18.7 million people watched the Oscars in the United States on Sunday. This is reported by US media with reference to preliminary data from the market research company Nielsen. Final numbers are pending. Not outstanding, but definitely strong numbers - also in view of the competition. At the same time, the finale of the acclaimed series "The Last of Us" was broadcast on the pay channel HBO.
Compared to the previous year, the ratings have increased by twelve percent. In 2022, only 16.62 million viewers tuned in to the US broadcaster ABC. The 2021 gala has had the worst ratings so far. The show, reduced due to corona restrictions, only wanted to see 10.4 million before that.
The 2023 Oscars are the gala with the highest ratings in three years, i.e. since the beginning of the corona pandemic. But the numbers are deceptive. The 18.7 million are still the third-worst odds in Oscar history. The 2020 ceremony held the negative record before the pandemic, which was still seen by 23 million people at the time.

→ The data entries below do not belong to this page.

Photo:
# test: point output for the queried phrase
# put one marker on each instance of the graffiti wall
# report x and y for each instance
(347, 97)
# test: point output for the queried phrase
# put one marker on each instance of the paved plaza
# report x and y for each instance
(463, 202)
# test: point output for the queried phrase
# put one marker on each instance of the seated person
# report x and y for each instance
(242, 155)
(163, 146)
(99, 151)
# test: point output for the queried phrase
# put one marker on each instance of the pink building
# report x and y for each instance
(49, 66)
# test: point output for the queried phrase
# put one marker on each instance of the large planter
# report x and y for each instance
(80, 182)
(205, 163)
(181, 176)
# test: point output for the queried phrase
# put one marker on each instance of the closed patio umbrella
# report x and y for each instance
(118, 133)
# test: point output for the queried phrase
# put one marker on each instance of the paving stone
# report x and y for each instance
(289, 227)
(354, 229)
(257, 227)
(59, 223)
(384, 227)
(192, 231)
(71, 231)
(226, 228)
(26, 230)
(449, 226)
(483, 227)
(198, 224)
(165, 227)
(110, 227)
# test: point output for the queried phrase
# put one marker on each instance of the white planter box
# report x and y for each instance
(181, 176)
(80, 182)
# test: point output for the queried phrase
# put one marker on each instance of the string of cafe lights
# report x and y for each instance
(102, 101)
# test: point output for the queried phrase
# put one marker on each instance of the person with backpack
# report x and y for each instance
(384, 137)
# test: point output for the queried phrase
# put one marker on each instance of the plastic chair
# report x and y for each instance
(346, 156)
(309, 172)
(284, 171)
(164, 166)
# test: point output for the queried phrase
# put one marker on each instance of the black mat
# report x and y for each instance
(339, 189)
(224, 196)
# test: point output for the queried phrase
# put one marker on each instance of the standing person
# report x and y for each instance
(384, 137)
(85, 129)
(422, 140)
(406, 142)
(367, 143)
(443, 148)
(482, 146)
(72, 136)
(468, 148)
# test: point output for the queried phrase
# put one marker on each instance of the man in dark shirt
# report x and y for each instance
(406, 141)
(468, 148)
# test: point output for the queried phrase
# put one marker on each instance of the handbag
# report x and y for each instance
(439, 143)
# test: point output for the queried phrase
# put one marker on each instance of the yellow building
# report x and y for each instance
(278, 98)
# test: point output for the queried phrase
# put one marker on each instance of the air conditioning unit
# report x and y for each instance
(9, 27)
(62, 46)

Interest in the Oscars has been plummeting for years. At its peak, 40 million people watched the film award. Those responsible can only speculate about the reasons. Is it because of the increased competition from streaming services? Are too few popular films nominated?

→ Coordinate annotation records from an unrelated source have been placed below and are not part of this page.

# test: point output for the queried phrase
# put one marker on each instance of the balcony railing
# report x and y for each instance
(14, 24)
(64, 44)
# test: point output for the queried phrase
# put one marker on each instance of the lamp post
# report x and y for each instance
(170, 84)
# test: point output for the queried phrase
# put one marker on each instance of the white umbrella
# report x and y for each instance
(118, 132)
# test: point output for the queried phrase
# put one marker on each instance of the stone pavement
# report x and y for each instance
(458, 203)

The makers have been trying to prevent the latter for years by expanding the top category "Best Film" to up to 10 nominations. So more blockbusters slip in, at least that's the hope. That calculation worked out this year. With "Top Gun: Maverick" and "Avatar: The Way of Water" there were two box office hits in the running. Also the big winner "Everything Everwhere All at Once" was a hit and instant cult film.
The increased interest in this year's Oscars could also be related to Will Smith (54), as evil tongues claim. His freak out in front of the cameras last year showed how unpredictable and spectacular live broadcasts can be.